(New York) Jusque-là, elle avait offert une image de flegme et de politesse toute britannique, apparaissant à l’écran depuis une petite salle de la prison fédérale de Brooklyn, où elle est détenue depuis le 6 juillet.

Richard Hétu Richard Hétu
Collaboration spéciale

« Non coupable, votre honneur », a-t-elle répondu lorsque la juge lui a demandé comment elle entendait plaider aux six chefs d’accusation qui pèsent sur elle depuis son arrestation au New Hampshire, le 2 juillet.

Cheveux tirés en arrière et vêtue d’un chandail à col rond brun, elle n’a même pas bronché en entendant une victime présumée la décrire comme « une prédatrice sexuelle » qui « n’a jamais manifesté aucun remords pour ses crimes haineux ».

Mais Ghislaine Maxwell, accusée d’avoir recruté des mineures pour le criminel sexuel Jeffrey Epstein, a baissé la tête à plusieurs reprises et essuyé des larmes du revers de son index gauche pendant que la juge expliquait son refus de la libérer sous caution en attendant son procès.

« Le tribunal estime que le gouvernement s’est acquitté de sa charge de démontrer par une prépondérance de preuves que l’accusée risque de fuir et qu’aucune combinaison de conditions ne pourrait garantir sa présence au procès », a déclaré la juge Alison Nathan, dont l’image était également projetée sur un grand écran.
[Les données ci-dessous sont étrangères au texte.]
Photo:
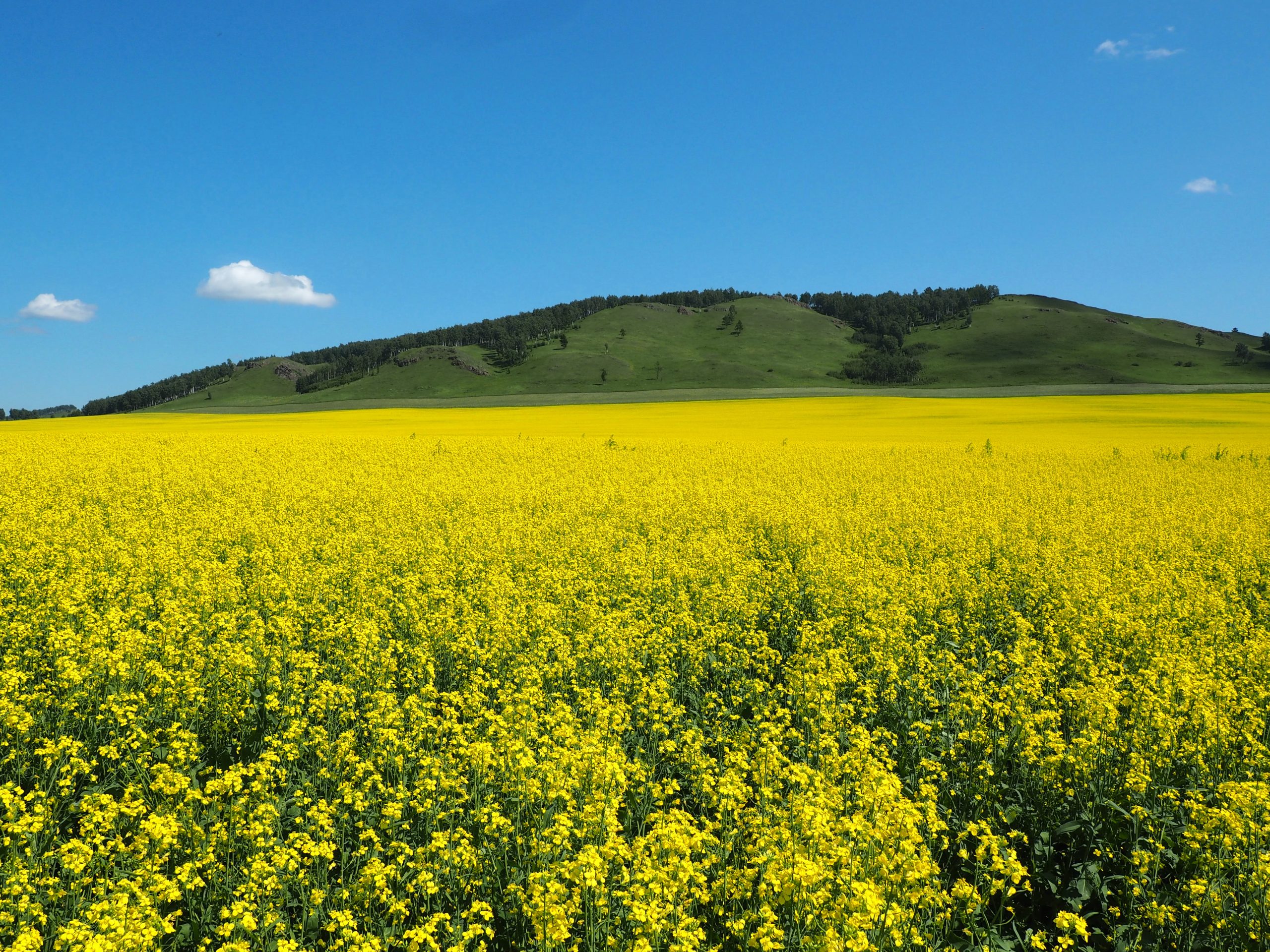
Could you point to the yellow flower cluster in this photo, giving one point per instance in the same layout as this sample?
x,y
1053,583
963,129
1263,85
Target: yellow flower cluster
x,y
346,688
« Mme Maxwell présente un risque réel et important de fuite », a-t-elle ajouté en évoquant les ressources financières de l’ancienne collaboratrice d’Epstein, ses trois passeports et une habileté démontrée de se fondre dans la nature.

PHOTO ARCHIVES REUTERS

Ghislaine Maxwell, en 2013

Coronavirus oblige, les journalistes, assis sur des chaises distancées à deux mètres, ont suivi cette audience virtuelle sur des écrans installés dans deux salles du tribunal fédéral de Manhattan. Avant de les y admettre, les responsables de la sécurité avaient pris leur température.

Pas de collaboration

En plaidant non coupable, Ghislaine Maxwell, 58 ans, a rejeté d’emblée toute collaboration avec la justice américaine. Ses avocats avaient demandé à la juge Nathan de permettre à leur cliente de rester dans un hôtel de luxe de Manhattan en attendant son procès, moyennant une caution de 5 millions de dollars et la remise de ses trois passeports – américain, britannique et français –, entre autres.

Le maintien de sa détention jusqu’à son procès, dont le début a été fixé au 12 juillet 2021, pourrait inciter la fille de l’ex-magnat des médias britannique Robert Maxwell à changer d’idée. Chose certaine, son ancien compagnon n’avait pas survécu à une telle épreuve. Cinq semaines après son arrestation et son inculpation pour trafic de mineures, Jeffrey Epstein avait été retrouvé sans vie dans la cellule de la prison fédérale de Manhattan, où il était détenu en attendant son procès. Le médecin légiste de New York avait conclu à un suicide par pendaison.

Ghislaine Maxwell a notamment été inculpée de trafic de mineures, d’incitation à la prostitution, sur une période allant de 1994 à 1997, et d’avoir menti sous serment en 2016 dans le cadre d’une procédure civile. Elle est passible d’une peine d’emprisonnement maximale de 35 ans.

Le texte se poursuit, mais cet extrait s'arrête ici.